Juan comprendió porque no la había conocido apenas se asomó. No era su pelo, ni el tiempo, ni su ropa... sino su mirada. Su mirada hacia él era diferente, porque ahora le pertenecía a alguien más. La pesadumbre sobre el pecho lo asfixió, aún más cuando entendió que no podía abrazarla ni escapar de aquella habitación.

No la interrumpió. Dejó que le hablara y recreó los días que ella dibujaba con la voz. La oyó cuando le decía que estuvo a su lado y lo cuidó. No cabían reproches pues, eran sus palabras, las de ella, las que llegaban como sueños a ese mundo que lo tenía prisionero. Al igual que los versos de García Márquez que Laura le leía sentada junto a la cama de ese sanatorio. 

Por un instante dejó fantasear con lo que hubiese pasado si se despertaba tiempo atrás, ¿Qué podría hacer ahora si las cartas ya estaban echadas? Y entonces se permitió conocerla de nuevo. Pudo volver a enamorarse de esa versión más sabia, de esa seguridad que antes se rodeaba de miedos e incertidumbres; de las arrugas que se formaban con su sonrisa. Y tras comprender que su mundo comenzaría cuando logre dar su primer paso a través de la puerta de esa habitación... pero sin Laura, sin sus besos. Se dio cuenta de que su despertar milagroso fue en el tiempo equivocado. 

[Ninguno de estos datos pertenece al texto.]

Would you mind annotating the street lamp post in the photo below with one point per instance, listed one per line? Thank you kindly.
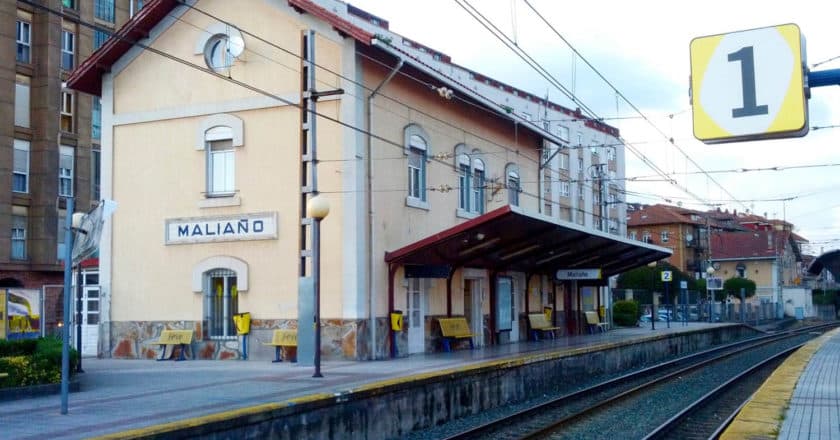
(709, 271)
(317, 208)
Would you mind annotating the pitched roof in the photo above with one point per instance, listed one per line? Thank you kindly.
(87, 77)
(748, 244)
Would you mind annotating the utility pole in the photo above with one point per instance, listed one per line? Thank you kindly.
(309, 341)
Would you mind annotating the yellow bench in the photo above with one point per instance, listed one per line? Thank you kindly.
(539, 323)
(282, 338)
(179, 338)
(454, 329)
(593, 322)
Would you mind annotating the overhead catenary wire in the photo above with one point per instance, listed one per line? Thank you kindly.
(619, 93)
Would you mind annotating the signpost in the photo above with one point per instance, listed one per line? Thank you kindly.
(749, 85)
(752, 84)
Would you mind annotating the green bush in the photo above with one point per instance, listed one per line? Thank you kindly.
(626, 313)
(34, 362)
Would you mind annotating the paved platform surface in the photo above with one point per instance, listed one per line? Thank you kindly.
(121, 395)
(814, 410)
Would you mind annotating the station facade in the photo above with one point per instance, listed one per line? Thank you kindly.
(437, 193)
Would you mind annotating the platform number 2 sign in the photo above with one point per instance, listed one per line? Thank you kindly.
(748, 85)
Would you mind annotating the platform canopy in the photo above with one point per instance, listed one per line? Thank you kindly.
(509, 238)
(829, 261)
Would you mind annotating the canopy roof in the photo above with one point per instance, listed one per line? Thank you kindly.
(509, 238)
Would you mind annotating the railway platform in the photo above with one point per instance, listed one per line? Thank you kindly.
(138, 398)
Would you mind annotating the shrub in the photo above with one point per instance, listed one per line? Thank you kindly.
(625, 313)
(34, 362)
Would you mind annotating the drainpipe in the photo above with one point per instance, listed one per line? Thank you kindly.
(369, 202)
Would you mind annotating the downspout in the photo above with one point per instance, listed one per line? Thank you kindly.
(369, 202)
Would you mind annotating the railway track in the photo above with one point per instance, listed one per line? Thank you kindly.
(669, 400)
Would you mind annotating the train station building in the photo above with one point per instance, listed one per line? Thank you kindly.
(447, 195)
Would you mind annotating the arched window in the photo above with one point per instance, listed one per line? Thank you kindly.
(221, 302)
(513, 183)
(416, 148)
(218, 135)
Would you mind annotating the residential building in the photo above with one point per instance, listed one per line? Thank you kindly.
(49, 134)
(439, 195)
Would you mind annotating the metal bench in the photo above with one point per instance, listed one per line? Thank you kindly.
(593, 322)
(453, 329)
(282, 338)
(174, 338)
(539, 324)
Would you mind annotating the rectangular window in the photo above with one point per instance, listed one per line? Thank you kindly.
(24, 42)
(18, 237)
(221, 170)
(416, 174)
(67, 99)
(104, 10)
(564, 188)
(22, 93)
(96, 118)
(68, 50)
(222, 302)
(563, 133)
(96, 174)
(464, 187)
(20, 174)
(99, 38)
(65, 171)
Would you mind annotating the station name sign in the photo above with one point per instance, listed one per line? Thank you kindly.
(578, 274)
(257, 226)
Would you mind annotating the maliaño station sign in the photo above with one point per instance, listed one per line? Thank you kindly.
(257, 226)
(579, 274)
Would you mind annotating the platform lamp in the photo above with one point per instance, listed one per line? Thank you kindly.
(709, 272)
(317, 208)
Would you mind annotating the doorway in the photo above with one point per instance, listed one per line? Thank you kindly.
(472, 309)
(416, 313)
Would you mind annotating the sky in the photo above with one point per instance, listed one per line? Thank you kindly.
(642, 49)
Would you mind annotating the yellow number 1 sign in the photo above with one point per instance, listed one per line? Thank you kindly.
(748, 85)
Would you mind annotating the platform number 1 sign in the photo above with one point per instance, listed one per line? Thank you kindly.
(749, 85)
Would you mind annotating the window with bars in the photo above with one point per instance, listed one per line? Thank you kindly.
(221, 303)
(513, 184)
(18, 251)
(20, 173)
(104, 10)
(67, 101)
(68, 49)
(65, 171)
(24, 42)
(96, 118)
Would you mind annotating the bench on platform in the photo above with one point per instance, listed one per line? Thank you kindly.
(174, 338)
(453, 329)
(282, 338)
(593, 322)
(539, 323)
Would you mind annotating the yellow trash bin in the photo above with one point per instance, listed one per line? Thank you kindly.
(242, 322)
(396, 320)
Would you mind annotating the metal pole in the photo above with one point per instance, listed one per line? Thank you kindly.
(79, 294)
(68, 292)
(316, 278)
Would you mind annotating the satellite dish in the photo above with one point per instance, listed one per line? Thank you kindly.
(236, 45)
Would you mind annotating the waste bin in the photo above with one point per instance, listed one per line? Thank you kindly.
(242, 322)
(396, 320)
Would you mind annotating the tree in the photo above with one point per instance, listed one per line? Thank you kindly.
(649, 278)
(734, 285)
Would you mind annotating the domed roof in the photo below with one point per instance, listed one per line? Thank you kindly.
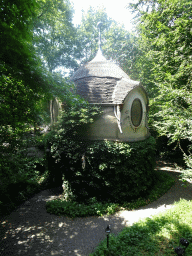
(102, 81)
(99, 67)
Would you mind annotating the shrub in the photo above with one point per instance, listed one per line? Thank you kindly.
(109, 171)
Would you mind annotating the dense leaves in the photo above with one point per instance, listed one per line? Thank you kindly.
(54, 34)
(165, 31)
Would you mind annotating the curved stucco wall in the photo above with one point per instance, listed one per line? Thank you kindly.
(113, 121)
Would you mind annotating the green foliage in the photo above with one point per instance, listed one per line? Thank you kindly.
(54, 34)
(164, 29)
(158, 235)
(117, 43)
(69, 207)
(109, 171)
(73, 209)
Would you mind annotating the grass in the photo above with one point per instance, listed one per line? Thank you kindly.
(158, 235)
(73, 209)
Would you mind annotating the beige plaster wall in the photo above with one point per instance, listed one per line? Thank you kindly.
(118, 125)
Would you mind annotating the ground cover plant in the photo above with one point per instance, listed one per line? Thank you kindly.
(158, 235)
(74, 209)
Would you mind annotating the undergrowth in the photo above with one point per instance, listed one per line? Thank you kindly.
(74, 209)
(158, 235)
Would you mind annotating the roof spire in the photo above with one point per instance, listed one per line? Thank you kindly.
(99, 24)
(99, 56)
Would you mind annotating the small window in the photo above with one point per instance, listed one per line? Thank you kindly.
(136, 112)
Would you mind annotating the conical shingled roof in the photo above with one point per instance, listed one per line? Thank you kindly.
(102, 81)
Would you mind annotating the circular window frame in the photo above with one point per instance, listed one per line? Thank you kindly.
(131, 111)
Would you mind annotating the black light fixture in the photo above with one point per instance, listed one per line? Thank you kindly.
(181, 250)
(108, 231)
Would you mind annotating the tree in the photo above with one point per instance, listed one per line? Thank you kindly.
(164, 27)
(54, 34)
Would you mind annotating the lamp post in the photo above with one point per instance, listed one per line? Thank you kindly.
(108, 231)
(180, 250)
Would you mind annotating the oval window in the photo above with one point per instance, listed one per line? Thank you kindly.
(136, 112)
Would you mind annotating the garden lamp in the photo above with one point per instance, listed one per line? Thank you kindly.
(184, 242)
(108, 231)
(179, 251)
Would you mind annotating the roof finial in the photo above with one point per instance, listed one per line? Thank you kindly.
(99, 56)
(99, 24)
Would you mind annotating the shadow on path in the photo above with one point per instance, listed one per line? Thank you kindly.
(31, 231)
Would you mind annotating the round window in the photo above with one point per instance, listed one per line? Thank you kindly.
(136, 112)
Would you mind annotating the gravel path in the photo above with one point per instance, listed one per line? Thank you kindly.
(31, 231)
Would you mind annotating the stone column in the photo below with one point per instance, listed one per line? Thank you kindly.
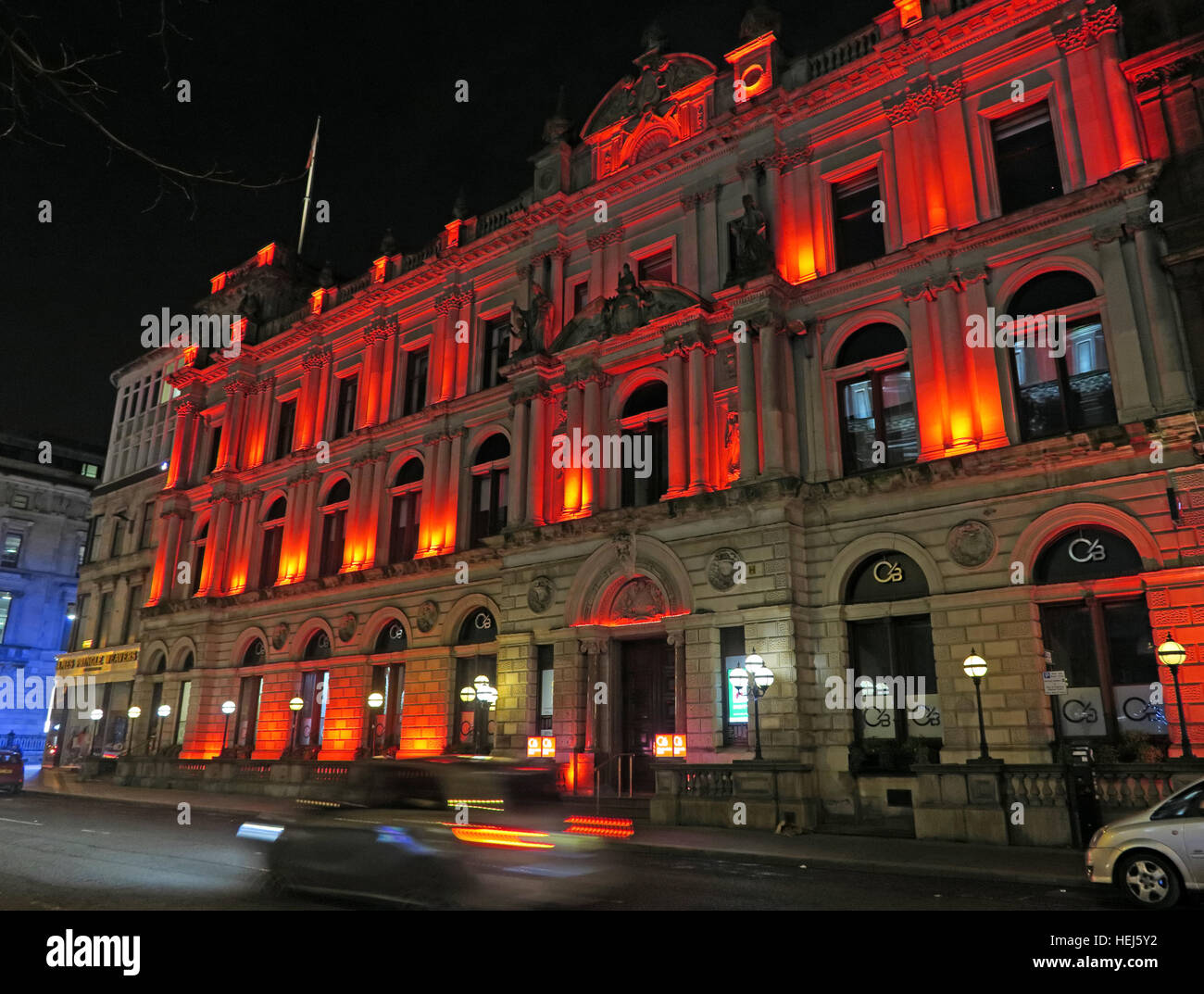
(681, 705)
(746, 379)
(679, 415)
(517, 511)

Es por eso, por no hacerse de la fuerza necesaria para transitar un camino nuevo, se despojó de su valentía y lentamente cerró los ojos y se acobijó en aquella realidad que ya lo tenía acostumbrado. Donde aún flotaban aquellos versos de García Márquez, y donde ella lo miraba con ese único brillo; aquel... con el que es imposible mirar a los demás.